Reproducible research as a desiderata for legal data analysis

What is termed ‘reproducible research’ urges all data scientists to keep careful track of their data’s source and transformations.  Each step of the way from the original numbers – the headwaters – through each addition, subtraction, calculation or revision should be recorded so that another person could reproduce the final data set – the mouth of the river.  They should be able to evaluate the appropriateness of the complete stream of alterations and manipulations.

As to the provenance of data, the URL and date on which information was scraped from a web site would be crucial.  The publication, date and page of data obtained from print would be key.  How the original data was collected, such as by an export from an email system or survey needs to be spelled out.  And so on.

In the first instance, programmers approach reproducibility with the code itself, which tells another programmer in the same language what is going on, such as turning a character variable into a numeric variable or multiplying a group of numbers by something or choosing a subset of the data.   But often code alone can be cryptic, or the logic is not clear, or the reasons for certain choices that were made are murky and difficult to recreate.

Liberal commenting by the programmer can fill the gap to create a roadmap for others.  All programming languages have a simple method to say to the computer, “Ignore this line, it is a note to myself and others.”  Good programmers explain in comments what the following lines of code do, why the script is doing that, and any issues or decisions in play.   It is an excellent practice to write fulsome comments that would allow a non-programmer to follow the origin, transformations, and outputs of a data workflow.  Such comments, by the way, greatly help the programmer later when she returns to the now-forgotten analysis and has to reconstruct it.

Beyond spelling out the source of the data, the programming calls themselves, and ample comments, what is known as ‘literate programming’ gives guidelines for how the code should be divided up, indented, and how the supplementary annotations are added.

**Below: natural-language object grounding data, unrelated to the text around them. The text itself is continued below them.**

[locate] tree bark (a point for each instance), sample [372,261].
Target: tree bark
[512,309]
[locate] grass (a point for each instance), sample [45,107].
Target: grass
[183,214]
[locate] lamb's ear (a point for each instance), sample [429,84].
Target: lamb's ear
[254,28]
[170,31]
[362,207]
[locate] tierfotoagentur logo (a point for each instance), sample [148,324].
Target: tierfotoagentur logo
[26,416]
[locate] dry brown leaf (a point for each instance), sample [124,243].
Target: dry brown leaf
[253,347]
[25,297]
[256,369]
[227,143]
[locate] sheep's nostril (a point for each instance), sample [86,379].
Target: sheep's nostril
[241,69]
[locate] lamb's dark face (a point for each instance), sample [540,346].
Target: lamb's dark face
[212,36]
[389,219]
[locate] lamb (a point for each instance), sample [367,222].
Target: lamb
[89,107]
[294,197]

In the legal industry, data analysts should strive for reproducible research, transparency in every step of their work.

Modest involvement with “AI software” according to ILTA survey

Signs are everywhere that the U.S. legal industry has started to recognize the potential for computer-assisted decision-making.  For example, the 2016 ILTA/InsideLegal Technology Purchasing Survey had a question on the topic: “Is your firm currently evaluating (or already utilizing) artificial intelligence technologies, systems or related strategies?”  The web-based survey was distributed to 1,231 ILTA member law firms of whom 14% responded (172 firms).

Only 13% of the respondents answered the AI question favorably, consisting of 2% already utilizing such technologies and 11% “currently evaluating” it. Write-ins cited by them include IBM Watson, Kira Systems, RAVN, Lex Machina and ROSS.  Not surprisingly, “half of the respondents that are currently evaluating AI come from Large Firms”, defined as firms with more than 200 lawyers [They comprised 19% of the total respondents.].

What makes it impossible to assess the actual level of support for AI-software is that “Response percentages are based on total responses per question, not overall survey participation” [emphasis added].  Therefore, we cannot say that 13% of 172 firms responded favorably because the survey report does not state how many firms provided an answer to that particular question.